In the Sunday edition of the Seattle Times.
Cornish College art students help with Microsoft temps’ campaign for better benefits.
By Matt Day: mday@seattletimes.com
The labor movement has a rich history of using art to galvanize support, from the black-cat symbol of the Industrial Workers of the World to folk songs by Pete Seeger and the writings of Upton Sinclair.
So when Philippe Boucher, a contractor on Microsoft’s campus who helped organized Washington’s newest union of technology workers, searched the Web for images to depict his campaign for paid time off, he was surprised by what he found.
“There were very few images on these themes,” Boucher said. “Almost nothing.”
Boucher got some help to remedy that. The Bainbridge Island resident ran into a neighbor, Natalia Ilyin, as his campaign was gaining steam this winter. Ilyin, a professor at Cornish College of the Arts in Seattle, happened to teach a class called “Design for Social Change.”
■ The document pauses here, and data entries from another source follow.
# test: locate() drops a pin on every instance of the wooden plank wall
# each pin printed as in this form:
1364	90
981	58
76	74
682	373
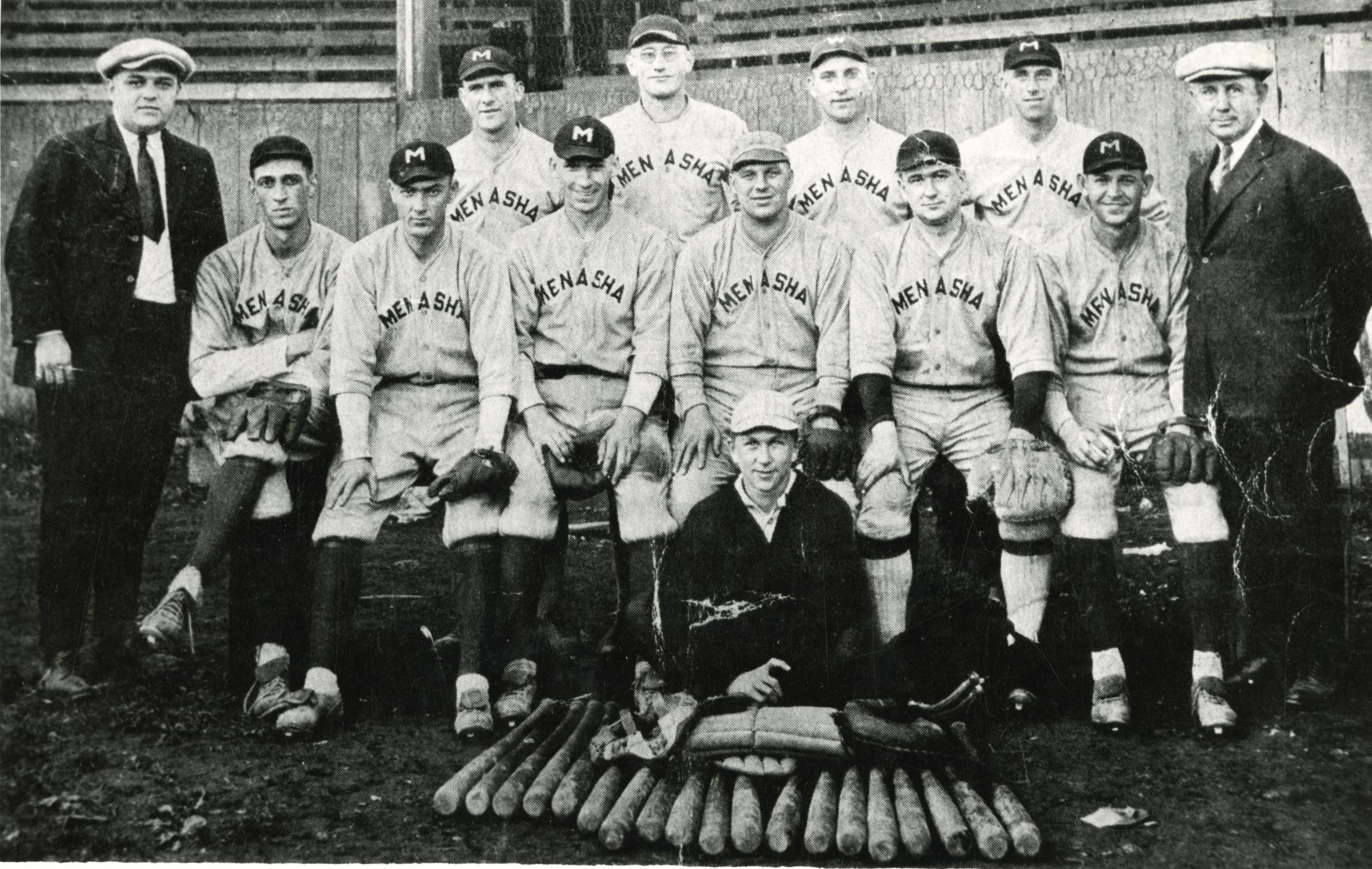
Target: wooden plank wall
1127	87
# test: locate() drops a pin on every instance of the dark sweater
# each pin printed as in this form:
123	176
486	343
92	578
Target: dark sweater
800	598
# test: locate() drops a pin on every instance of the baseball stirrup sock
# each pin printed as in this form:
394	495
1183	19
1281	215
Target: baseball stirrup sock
1026	583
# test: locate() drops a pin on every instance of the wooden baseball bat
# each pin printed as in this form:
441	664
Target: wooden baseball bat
910	815
785	819
652	820
745	824
823	815
881	819
952	831
540	794
453	792
620	819
714	821
991	836
512	793
683	821
600	801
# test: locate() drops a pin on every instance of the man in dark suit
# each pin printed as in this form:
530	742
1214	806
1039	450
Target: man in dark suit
102	257
1279	297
A partnership was born. Ilyin asked her students to create poster- and advertisement-style images on behalf of the Temporary Workers of America, the union chartered last year by Boucher and fellow employees of a Redmond unit of technology contractor Lionbridge Technologies.
Among the results: A family at a barbecue with the father figure cut out. A man and a child seated at the dinner table next to an empty chair. Someone in a cast worrying about having to rush back to work too soon.
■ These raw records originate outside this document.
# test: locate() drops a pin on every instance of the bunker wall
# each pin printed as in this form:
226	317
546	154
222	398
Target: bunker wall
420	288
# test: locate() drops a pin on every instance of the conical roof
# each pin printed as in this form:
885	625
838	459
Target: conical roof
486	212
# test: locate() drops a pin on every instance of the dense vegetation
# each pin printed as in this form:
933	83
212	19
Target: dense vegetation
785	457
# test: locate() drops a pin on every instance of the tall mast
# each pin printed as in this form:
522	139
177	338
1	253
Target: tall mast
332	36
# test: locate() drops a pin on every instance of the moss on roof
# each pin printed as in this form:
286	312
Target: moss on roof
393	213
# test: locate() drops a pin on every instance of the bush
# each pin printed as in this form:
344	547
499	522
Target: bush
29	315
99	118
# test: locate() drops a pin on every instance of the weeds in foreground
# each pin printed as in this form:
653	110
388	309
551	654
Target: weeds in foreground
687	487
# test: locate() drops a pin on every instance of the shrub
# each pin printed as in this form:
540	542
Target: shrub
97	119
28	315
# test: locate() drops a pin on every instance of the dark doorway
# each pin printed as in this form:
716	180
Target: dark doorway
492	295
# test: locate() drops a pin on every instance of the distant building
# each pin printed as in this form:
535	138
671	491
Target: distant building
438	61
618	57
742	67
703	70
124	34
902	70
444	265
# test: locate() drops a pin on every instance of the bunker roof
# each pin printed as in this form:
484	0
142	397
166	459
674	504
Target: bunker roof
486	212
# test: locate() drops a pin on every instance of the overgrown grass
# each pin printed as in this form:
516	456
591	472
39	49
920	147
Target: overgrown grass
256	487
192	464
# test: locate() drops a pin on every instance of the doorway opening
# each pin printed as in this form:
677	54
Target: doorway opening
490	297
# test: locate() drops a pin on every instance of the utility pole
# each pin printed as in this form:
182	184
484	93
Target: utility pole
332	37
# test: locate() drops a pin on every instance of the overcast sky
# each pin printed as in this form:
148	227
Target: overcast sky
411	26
Many of the pieces feature the phrase “Paid Time Off Matters.”
That isn’t a coincidence. In March, several months after Boucher’s campaign began and amid a broader push for better wages and benefits for the lowest-paid workers in a booming technology industry, Microsoft ordered the contractors it buys services from to give their employees 15 days of paid leave a year.
Microsoft general counsel Brad Smith made the announcement in a blog postunder the headline “Paid time off matters.”
Boucher agrees. He’s also keeping an eye out for an opportunity to hold an exhibition of the images.